Vorurteile gibt es immer

Ob beruflich ambitioniert im Vollzeitjob oder familiär eingespannt mit Teilzeitjob: Engagierte Mütter werden immer mit Vorurteilen konfrontiert:

→ Die  einen spüren vorwurfsvolle Blicke und Bemerkungen hinter vorgehaltener Hand: „Warum hat sie Kinder, wenn sie den ganzen Tag nicht zu Hause ist?“ (Vollzeitjob)

→ Den anderen fehlt die Wertschätzung und Anerkennnung für ihre Leistung: „Sie arbeitet ja nur halbtags.“  (Teilzeitjob)

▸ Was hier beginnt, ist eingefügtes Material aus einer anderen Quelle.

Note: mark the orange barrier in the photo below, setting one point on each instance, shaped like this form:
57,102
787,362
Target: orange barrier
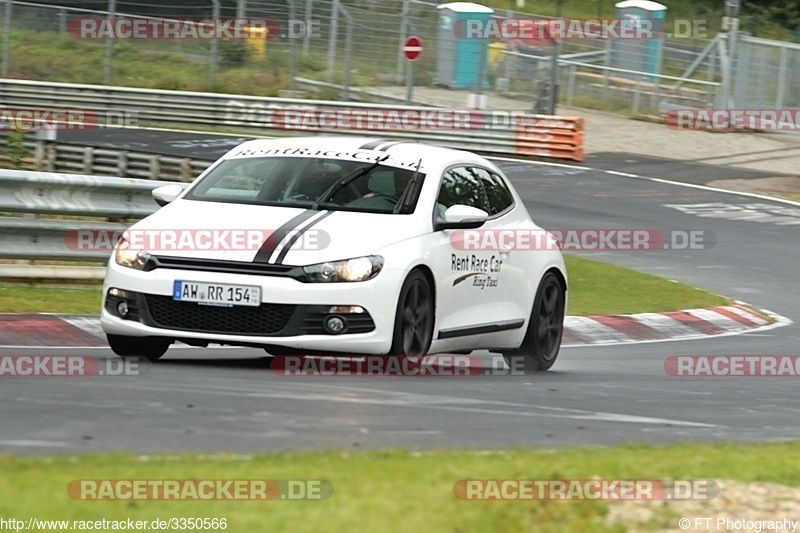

→ Manche werden belächelt für ihre Bemühungen, sich etwas eigenes aufzubauen: Sätze mit abwertendem Unterton wie „Sie bastelt Ketten“, „Sie häkelt Mützen“ oder „Sie will sich verwirklichen“ sind nicht ungewöhnlich, wenn Frauen selbständig werden.

Wen wundert es, dass Frauen heute nach neuen Wegen suchen, sich zu engagieren? Und dabei Schwierigkeiten haben, für sich einzustehen. Ob nebenberuflich, online mit eigenem Projekt, ehrenamtlich oder rein privat. Viele ziehen sich frühzeitig aus dem Erwerbsleben als Angestellte zurück, weil sie es sich wert sind, ernstgenommen zu werden. Für alles, was sie sind und können. Auch für das, was sie ohne Bezahlung geben und jahrelang leisten:

  • Für die Fürsorge, die sie ihren Kindern und Angehörigen bedingungslos geben.
  • Für den Rückhalt, auf den ihre Partner bauen können.
  • Für die Unterstützung, auf die jeder zählen kann. 

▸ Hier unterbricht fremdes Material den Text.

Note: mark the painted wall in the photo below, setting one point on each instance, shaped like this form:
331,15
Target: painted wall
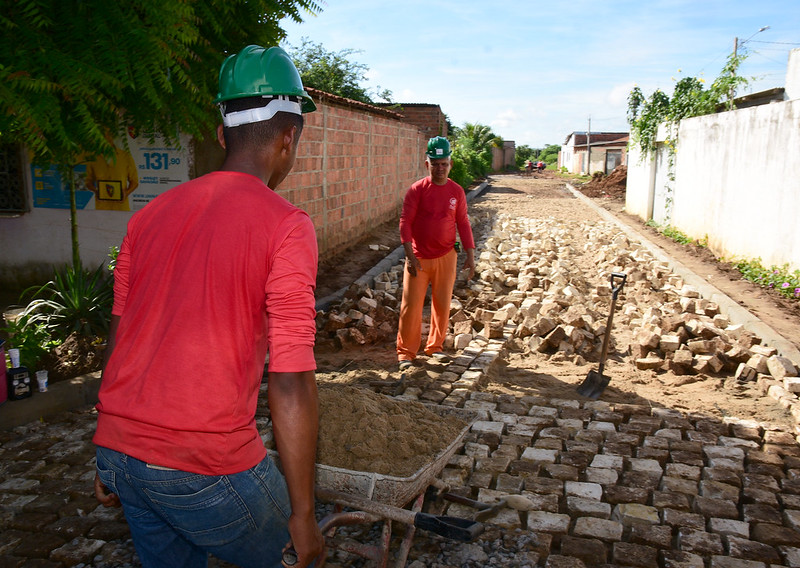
737,181
354,165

Was ist eine Gesellschaft wert ohne Menschen, die ein Herz für die Familie haben? Und ohne Menschen, die diesen Wert respektieren und schätzen?

Was wirklich zählt

Das Diffamieren von Bemühungen und Bestrebungen hilft niemandem. Es führt nur dazu, sich weiter abzugrenzen.

Was wir brauchen, sind wohlwollende Verbindungen, mehr Nähe und gegenseitige Unterstützung. Von Frauen für Frauen. Und ganz wichtig: nicht als Verbündete gegen andere, sondern in inniger Verbundenheit und gegenseitiger Wertschätzung; für andere und für sich selbst.